Unraveling anthrax

The technique, known as Amplified Fragment Length Polymorphism (AFLP), is used to create a library of genetic profiles for hundreds of different Bacillus anthracis strains, the organisms that cause anthrax in livestock and humans. Specific DNA fragments from the AFLP profile are then used to design a new set of fragments, known as polymerase-chain-reaction, or PCR, primers, that can specifically detect these fragments in complex samples.

Based on the analysis of tissue samples, Los Alamos researchers proved that the victims of the 1979 anthrax outbreak in the former Soviet Union were infected with at least four different strains of B. anthracis . This provided definitive evidence that the deaths were not caused by a natural infection. It was later revealed that the deaths had been caused by the accidental release of B. anthracis spores from a Soviet military biological research facility suspected by western intelligence experts of producing large quantities of spores. More recently, Los Alamos DNA analysis of samples from Iraq in the aftermath of the Gulf War was directly linked to Iraq's disclosure of an offensive biological warfare program that included the use of B. anthracis.

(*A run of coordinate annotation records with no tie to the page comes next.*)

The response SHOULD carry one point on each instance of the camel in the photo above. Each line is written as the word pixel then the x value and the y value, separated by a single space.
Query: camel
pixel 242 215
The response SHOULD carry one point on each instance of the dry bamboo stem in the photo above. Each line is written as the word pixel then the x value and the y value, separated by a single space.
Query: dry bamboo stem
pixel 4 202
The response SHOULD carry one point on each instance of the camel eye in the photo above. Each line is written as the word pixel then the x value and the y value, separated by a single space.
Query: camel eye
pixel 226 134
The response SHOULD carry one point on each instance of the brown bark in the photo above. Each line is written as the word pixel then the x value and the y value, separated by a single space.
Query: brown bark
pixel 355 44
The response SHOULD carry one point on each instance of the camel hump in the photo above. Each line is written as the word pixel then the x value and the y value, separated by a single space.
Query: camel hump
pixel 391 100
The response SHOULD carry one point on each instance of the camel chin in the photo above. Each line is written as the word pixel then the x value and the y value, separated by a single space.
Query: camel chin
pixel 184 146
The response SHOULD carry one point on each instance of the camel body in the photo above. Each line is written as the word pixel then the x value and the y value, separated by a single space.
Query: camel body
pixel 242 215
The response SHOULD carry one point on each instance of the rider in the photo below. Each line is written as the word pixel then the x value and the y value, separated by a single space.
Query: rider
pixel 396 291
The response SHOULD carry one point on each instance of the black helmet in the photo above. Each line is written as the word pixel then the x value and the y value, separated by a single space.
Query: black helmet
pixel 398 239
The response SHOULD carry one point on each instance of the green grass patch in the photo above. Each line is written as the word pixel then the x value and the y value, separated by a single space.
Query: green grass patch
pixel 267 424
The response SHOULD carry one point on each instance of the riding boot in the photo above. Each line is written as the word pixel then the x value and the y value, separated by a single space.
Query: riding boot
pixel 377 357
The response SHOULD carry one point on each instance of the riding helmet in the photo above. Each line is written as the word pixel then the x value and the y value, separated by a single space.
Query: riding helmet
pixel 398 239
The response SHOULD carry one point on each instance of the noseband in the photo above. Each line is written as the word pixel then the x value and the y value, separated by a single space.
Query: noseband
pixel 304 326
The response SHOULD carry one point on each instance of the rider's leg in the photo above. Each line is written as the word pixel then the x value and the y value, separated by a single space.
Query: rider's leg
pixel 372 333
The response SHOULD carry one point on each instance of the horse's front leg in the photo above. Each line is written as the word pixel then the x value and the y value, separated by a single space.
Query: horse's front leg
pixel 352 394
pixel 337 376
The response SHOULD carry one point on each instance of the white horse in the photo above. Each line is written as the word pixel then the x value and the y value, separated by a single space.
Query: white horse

A team of Los Alamos researchers, including Paul Jackson, Karen Hill and Larry Ticknor, uses AFLP markers as genetic characters to determine the relationships among bacterial isolates. AFLP DNA fragment libraries have been developed for a large number of Bacillus species and a smaller number of pathogens. Researchers use the libraries to analyze medical, veterinary, forensic and environmental samples to determine their microbial content. The goal of the project is to generate an AFLP profile from a sample containing unknown microbes, compare it electronically to all the archived profiles, and thereby determine its phylogeny, and possibly, its exact identity and geographic origin.

The technology recently was used to properly classify a misidentified pathogen that severely infected the wound of a French peace-keeping soldier wounded in Bosnia. The microbe isolated from the infection was misidentified as a B. thuringiensis strain commonly used as a biopesti- cide. This caused considerable public concern about the use of this species for insect control. Los Alamos analyses showed that the pathogen actually was related closely to B. anthracis, explaining why the soldier suffered a serious infection, and was only remotely elated to the B. thuringiensis strains used as biopesticides.

B. anthracis, discovered in the 1870s, was the first organism shown to cause a particular disease. It causes anthrax in animals, mostly cattle, horses, goats, sheep and in humans. Cutaneous anthrax in humans occurs most frequently on the hands and forearms of persons working with infected livestock or products from these animals. It results in sores that develop coal-black scabs. The term anthrax comes from the Greek word for coal.

Cheryl Kuske, a technical staff member in the Lab's Bioscience Division, is interested in understanding the relationships between the pathogenic B. anthracis bacterium and non-pathogenic close relatives of B. anthracis that are naturally present and widespread in the environment. She has been comparing sets of genes from the pathogen with DNA from several different nonpathogenic Bacillus species to identify genes that are unique to the pathogen. These genes have potential for use in rapid, DNA-based detection strategies for B. anthracis in environmental samples for use in forensic analysis.

Another Bioscience Division project addresses the host-pathogen interface. Michael Altherr and Tom Brettin's work will create novel databases and integrated computational tools to investigate the interaction between pathogens and human cells, including B. anthracis. Several key technologies have emerged through this project that allow the analysis of the entire transcriptional and translational components of a cell. The knowledge gained from these studies may someday help lessen the consequences of exposure to the pathogens and aid in the development of vaccines.